Danske eventyr i Iran

Interior layout for Morten Hansted’s richly illustrated book about Danish traces, stories and encounters in Iran.

Interior design for Danske eventyr i Iran by Morten Hansted

Gyldendal — Denmark, 2017

Interior layout

Danske eventyr i Iran tells the stories of Danes who, in small and larger ways, left traces in Iran at different moments in history. The book brings together people, places, documents, photographs and fragments of lived experience.

Morten Hansted had worked on the project for several years and gathered an enormous amount of visual material. At the beginning, that material felt almost overwhelming — not because it lacked quality, but because it came from so many different sources, periods and formats.

Interior spread from Danske eventyr i Iran with archival portrait and historical document
Interior spread from Danske eventyr i Iran with map drawing and landscape image

My task was to give the material a calm and generous structure. I worked with a grid-based layout that allowed the images to dominate without making the pages feel crowded. The book needed air, but not distance.

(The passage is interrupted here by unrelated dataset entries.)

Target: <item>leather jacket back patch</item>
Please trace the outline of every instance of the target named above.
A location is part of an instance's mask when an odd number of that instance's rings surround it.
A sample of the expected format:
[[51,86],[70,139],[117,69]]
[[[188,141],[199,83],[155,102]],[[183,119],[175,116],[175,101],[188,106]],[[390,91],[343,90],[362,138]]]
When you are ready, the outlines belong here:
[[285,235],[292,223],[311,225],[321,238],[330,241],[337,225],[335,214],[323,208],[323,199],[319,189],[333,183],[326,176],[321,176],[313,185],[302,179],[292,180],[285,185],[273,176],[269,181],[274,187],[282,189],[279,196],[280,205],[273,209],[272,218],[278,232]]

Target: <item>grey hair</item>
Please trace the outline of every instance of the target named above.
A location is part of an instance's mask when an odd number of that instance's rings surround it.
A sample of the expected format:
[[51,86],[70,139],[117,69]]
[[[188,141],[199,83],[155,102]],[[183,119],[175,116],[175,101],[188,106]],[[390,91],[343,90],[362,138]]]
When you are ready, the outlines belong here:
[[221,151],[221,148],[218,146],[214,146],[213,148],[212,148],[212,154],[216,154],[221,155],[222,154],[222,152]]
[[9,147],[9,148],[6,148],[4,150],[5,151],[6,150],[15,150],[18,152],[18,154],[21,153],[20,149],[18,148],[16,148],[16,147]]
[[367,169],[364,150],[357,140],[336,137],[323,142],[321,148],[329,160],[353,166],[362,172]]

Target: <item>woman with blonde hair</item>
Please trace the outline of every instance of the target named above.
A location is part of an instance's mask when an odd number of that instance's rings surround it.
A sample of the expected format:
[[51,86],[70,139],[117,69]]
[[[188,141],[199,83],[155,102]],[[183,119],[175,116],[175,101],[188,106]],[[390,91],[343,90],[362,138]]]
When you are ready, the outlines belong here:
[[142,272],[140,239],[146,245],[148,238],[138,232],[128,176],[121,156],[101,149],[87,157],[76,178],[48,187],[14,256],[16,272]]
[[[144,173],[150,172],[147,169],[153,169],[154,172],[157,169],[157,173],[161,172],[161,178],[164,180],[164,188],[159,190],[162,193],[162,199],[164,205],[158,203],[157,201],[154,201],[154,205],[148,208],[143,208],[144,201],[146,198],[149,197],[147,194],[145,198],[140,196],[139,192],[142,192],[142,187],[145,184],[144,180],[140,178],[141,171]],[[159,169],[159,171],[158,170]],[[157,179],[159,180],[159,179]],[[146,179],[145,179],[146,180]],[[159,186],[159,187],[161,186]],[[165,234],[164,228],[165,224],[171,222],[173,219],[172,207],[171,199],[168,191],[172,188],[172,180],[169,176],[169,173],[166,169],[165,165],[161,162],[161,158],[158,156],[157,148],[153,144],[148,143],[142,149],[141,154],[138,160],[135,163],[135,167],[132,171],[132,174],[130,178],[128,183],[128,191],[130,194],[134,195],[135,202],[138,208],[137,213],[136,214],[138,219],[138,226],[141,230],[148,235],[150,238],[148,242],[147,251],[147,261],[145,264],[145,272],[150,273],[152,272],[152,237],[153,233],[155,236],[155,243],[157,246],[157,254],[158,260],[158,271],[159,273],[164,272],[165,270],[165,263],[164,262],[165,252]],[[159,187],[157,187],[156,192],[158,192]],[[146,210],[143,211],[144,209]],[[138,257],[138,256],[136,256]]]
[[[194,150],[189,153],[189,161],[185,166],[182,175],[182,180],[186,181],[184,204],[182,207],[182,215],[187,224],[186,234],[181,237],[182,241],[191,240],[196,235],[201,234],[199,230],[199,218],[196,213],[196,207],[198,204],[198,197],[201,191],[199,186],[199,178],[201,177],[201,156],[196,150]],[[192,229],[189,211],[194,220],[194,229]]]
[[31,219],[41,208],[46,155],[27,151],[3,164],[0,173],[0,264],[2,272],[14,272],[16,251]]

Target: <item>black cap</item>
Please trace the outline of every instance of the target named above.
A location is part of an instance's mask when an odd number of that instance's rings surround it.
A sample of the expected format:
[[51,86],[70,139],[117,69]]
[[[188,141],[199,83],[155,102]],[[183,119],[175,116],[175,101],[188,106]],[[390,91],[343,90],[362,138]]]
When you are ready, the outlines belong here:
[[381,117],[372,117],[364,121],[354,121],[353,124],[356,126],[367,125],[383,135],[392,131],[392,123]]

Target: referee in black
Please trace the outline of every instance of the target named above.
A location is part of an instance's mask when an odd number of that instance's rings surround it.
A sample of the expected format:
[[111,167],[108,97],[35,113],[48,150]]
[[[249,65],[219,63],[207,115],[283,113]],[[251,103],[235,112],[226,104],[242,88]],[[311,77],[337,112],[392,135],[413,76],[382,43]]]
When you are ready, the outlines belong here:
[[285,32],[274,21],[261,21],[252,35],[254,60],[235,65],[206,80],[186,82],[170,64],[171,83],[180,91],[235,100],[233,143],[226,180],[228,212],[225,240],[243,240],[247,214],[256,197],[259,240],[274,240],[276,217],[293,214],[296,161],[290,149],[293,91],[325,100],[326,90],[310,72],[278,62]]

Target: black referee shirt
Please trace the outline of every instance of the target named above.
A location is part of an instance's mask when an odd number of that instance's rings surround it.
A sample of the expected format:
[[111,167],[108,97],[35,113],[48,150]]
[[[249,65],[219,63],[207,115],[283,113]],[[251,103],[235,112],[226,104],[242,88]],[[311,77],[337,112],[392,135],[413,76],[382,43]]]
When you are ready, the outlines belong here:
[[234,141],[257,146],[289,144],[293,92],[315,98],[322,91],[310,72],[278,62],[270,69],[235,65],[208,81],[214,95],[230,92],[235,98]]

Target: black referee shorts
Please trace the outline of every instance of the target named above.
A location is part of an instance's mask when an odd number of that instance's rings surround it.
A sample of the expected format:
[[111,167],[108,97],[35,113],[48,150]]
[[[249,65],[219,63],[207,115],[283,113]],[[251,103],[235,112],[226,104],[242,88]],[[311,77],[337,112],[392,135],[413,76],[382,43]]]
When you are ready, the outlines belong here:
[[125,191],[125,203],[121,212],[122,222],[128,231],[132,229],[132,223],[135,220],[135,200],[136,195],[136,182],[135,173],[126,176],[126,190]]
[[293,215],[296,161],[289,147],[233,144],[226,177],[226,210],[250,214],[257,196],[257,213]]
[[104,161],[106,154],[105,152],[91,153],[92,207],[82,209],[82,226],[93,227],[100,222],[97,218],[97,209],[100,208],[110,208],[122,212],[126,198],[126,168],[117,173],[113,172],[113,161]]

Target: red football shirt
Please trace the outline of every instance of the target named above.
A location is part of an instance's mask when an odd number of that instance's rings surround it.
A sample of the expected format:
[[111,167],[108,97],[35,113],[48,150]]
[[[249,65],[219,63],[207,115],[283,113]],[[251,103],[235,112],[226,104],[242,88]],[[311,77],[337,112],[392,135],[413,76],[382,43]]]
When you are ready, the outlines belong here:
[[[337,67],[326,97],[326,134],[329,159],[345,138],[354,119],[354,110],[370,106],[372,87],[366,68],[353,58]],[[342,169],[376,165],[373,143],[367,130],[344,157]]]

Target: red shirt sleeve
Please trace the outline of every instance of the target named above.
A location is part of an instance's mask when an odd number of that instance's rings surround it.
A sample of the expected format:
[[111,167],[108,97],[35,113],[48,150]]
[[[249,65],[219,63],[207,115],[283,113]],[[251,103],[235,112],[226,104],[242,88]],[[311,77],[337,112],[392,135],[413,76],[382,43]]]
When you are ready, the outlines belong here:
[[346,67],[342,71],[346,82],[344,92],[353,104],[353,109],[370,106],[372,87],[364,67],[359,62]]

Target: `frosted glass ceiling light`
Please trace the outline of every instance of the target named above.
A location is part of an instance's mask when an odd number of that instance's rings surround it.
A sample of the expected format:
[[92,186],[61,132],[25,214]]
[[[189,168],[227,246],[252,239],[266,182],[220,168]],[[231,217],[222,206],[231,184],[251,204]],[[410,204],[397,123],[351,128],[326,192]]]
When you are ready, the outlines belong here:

The photographs carry much of the historical presence. They lead the reader into the period almost immediately, so the layout had to support that movement rather than explain too much around it.

Interior spread from Danske eventyr i Iran with objects, archive material and portrait photography
Interior spread from Danske eventyr i Iran with historical photography from Iran
Interior spread from Danske eventyr i Iran with black and white photographs

Some of the documents were reproduced as objects rather than flat images — placed on the page as if they were papers lying on a white surface, with subtle shadows. It breaks the strictness of the grid and gives parts of the book a slightly scrapbook-like feeling.

That small shift was important. It makes the archive feel less institutional and more personal — as if the reader is looking through papers and photographs left behind by people who were actually there.